Speed Converter
Convert MPH, KPH, knots, Mach, meters per second, and more.
MPH to KPH and Other Speed Unit Conversions
The Speed Converter changes a rate of movement from one speed unit to another. It is useful when a value is written in miles per hour but a report needs kilometers per hour, when a nautical value uses knots, or when a technical note uses meters per second, feet per second, Mach, or another speed scale.
The visible unit dropdowns include Foot/minute, Foot/second, Kilometer/hour (kph), Knot, Mach at standard temperature and pressure, Meter/second, Mile per hour (mph), Mile per minute, Mile per second, nautical mile per hour, and Speed of light (c). The page displays a live converted number in the paired input and in the result headline above the calculator.
How to Use Speed Converter
- Type the speed value in the left From input.
- Select the unit you are starting with, such as Mile (US)/hour (mph), Kilometer/hour (kph), or Knot (int'l).
- Select the unit you want in the right To dropdown.
- Read the converted value in the To input and in the result headline.
- Use the copy control beside a value field if you need to reuse the number in a document, message, or calculation.
The conversion is live. Editing the right-hand value converts back into the left-hand value, and changing either dropdown updates the result without pressing another button.

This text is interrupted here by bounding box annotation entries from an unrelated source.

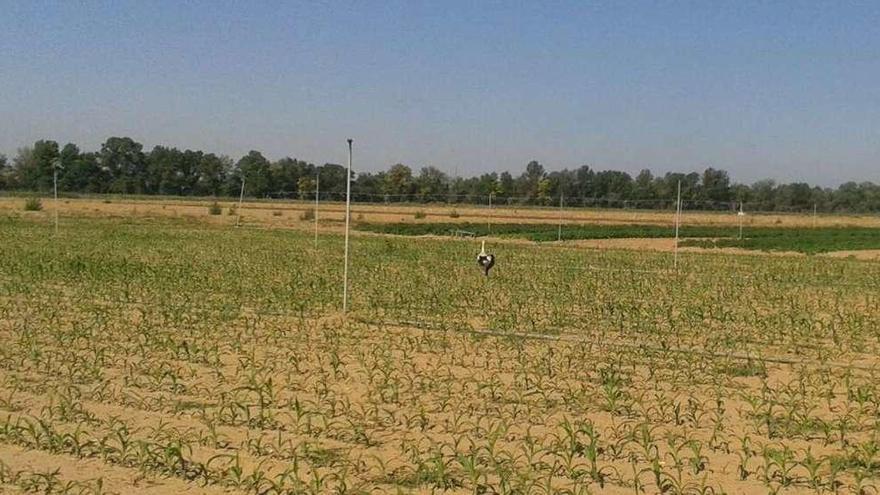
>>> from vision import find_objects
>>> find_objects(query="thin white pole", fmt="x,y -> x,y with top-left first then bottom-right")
52,166 -> 58,236
737,201 -> 746,240
315,172 -> 321,249
342,138 -> 352,314
672,181 -> 681,269
235,175 -> 244,227
556,192 -> 562,241
486,192 -> 492,234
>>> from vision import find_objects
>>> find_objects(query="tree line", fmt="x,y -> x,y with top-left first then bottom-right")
0,137 -> 880,212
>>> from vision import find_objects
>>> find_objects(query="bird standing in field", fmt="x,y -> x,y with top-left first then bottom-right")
477,241 -> 495,277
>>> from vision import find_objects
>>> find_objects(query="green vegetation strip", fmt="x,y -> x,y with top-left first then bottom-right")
355,223 -> 880,254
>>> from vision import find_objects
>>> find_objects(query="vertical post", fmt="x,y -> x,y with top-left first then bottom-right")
342,138 -> 352,314
315,171 -> 321,249
556,191 -> 562,241
486,191 -> 492,234
736,201 -> 746,240
672,181 -> 681,270
235,175 -> 244,227
52,165 -> 58,236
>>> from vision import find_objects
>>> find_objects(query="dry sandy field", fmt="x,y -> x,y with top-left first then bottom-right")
0,198 -> 880,494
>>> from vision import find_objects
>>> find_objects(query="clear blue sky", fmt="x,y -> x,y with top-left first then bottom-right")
0,0 -> 880,185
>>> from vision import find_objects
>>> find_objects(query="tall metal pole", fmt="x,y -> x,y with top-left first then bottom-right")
235,175 -> 244,227
737,201 -> 746,240
672,181 -> 681,269
52,165 -> 58,236
486,192 -> 493,234
556,192 -> 562,241
342,138 -> 352,314
315,172 -> 321,249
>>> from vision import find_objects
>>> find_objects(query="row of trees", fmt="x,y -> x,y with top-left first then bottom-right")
0,137 -> 880,211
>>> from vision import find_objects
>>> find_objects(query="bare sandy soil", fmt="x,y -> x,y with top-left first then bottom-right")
0,197 -> 880,232
0,197 -> 880,260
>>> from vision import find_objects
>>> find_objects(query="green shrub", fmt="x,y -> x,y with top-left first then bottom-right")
24,198 -> 43,211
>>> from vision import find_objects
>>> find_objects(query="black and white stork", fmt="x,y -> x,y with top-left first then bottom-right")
477,241 -> 495,277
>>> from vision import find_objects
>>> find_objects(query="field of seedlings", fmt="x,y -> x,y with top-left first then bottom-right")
0,215 -> 880,495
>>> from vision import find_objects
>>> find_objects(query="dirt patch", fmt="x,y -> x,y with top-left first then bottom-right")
822,249 -> 880,261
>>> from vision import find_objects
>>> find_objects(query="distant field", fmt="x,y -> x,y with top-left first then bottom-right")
0,214 -> 880,495
356,223 -> 880,254
0,196 -> 880,229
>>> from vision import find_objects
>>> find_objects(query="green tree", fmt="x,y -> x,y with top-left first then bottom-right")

Common Speed Conversion Tasks
Speed conversion is often needed when a value moves between transportation, sports, engineering, navigation, or physics contexts. The correct result depends on matching the exact label, not only choosing a familiar unit name.
- Road travel: compare miles per hour and kilometers per hour when reading international driving, routing, or vehicle information.
- Marine and aviation notes: convert knots or nautical miles per hour into a unit a broader audience understands.
- Technical examples: move between meters per second, feet per second, and higher rates such as miles per second.
- Science references: compare a value against the Speed of light (c) option when a source uses a very large scale.
When speed is part of a distance-and-time problem, use the Length Converter for the distance value and the Time Converter for the duration. Keeping each value in the right unit family reduces errors before you calculate a final rate.
Details That Can Change the Meaning
Mach is not the same kind of everyday unit as miles per hour or kilometers per hour. The dropdown label uses Mach (STP), which means the conversion is tied to standard reference conditions. For real aircraft or weather-dependent work, treat Mach values with care because the speed of sound changes with conditions.
Knots also need the correct context. A knot is tied to nautical measurement, so it appears beside nautical miles per hour rather than ordinary land miles per hour. If the source value says mph, choose the mile-per-hour option. If it says knots, choose Knot (int'l).
Who Benefits From a Live Speed Converter
Drivers, travelers, students, engineers, writers, and analysts can all use this tool when a speed value must be made readable in another unit system. It is also useful for checking examples before publishing content that mixes US customary, metric, and nautical units.
If your speed task belongs to equipment or pressure specifications, the Pressure Unit Converter may be useful for the associated operating values. Use each converter for its own measurement type rather than forcing unrelated values into one calculation.
Selecting a Speed Unit for the Audience
Speed values often appear in compact labels, so the dropdown wording matters. A value marked ft/sec should not be handled as ft/min, and a value marked mph should not be treated as nautical miles per hour. The converter is most reliable when you first copy the exact unit wording from the source, then select the matching option before reading the result.
If you are preparing content for readers in different countries, choose the output unit that fits the audience. KPH is usually clearer for metric-road contexts, while MPH is still common in US driving material. For technical audiences, meters per second can be cleaner because it aligns with SI-style calculations.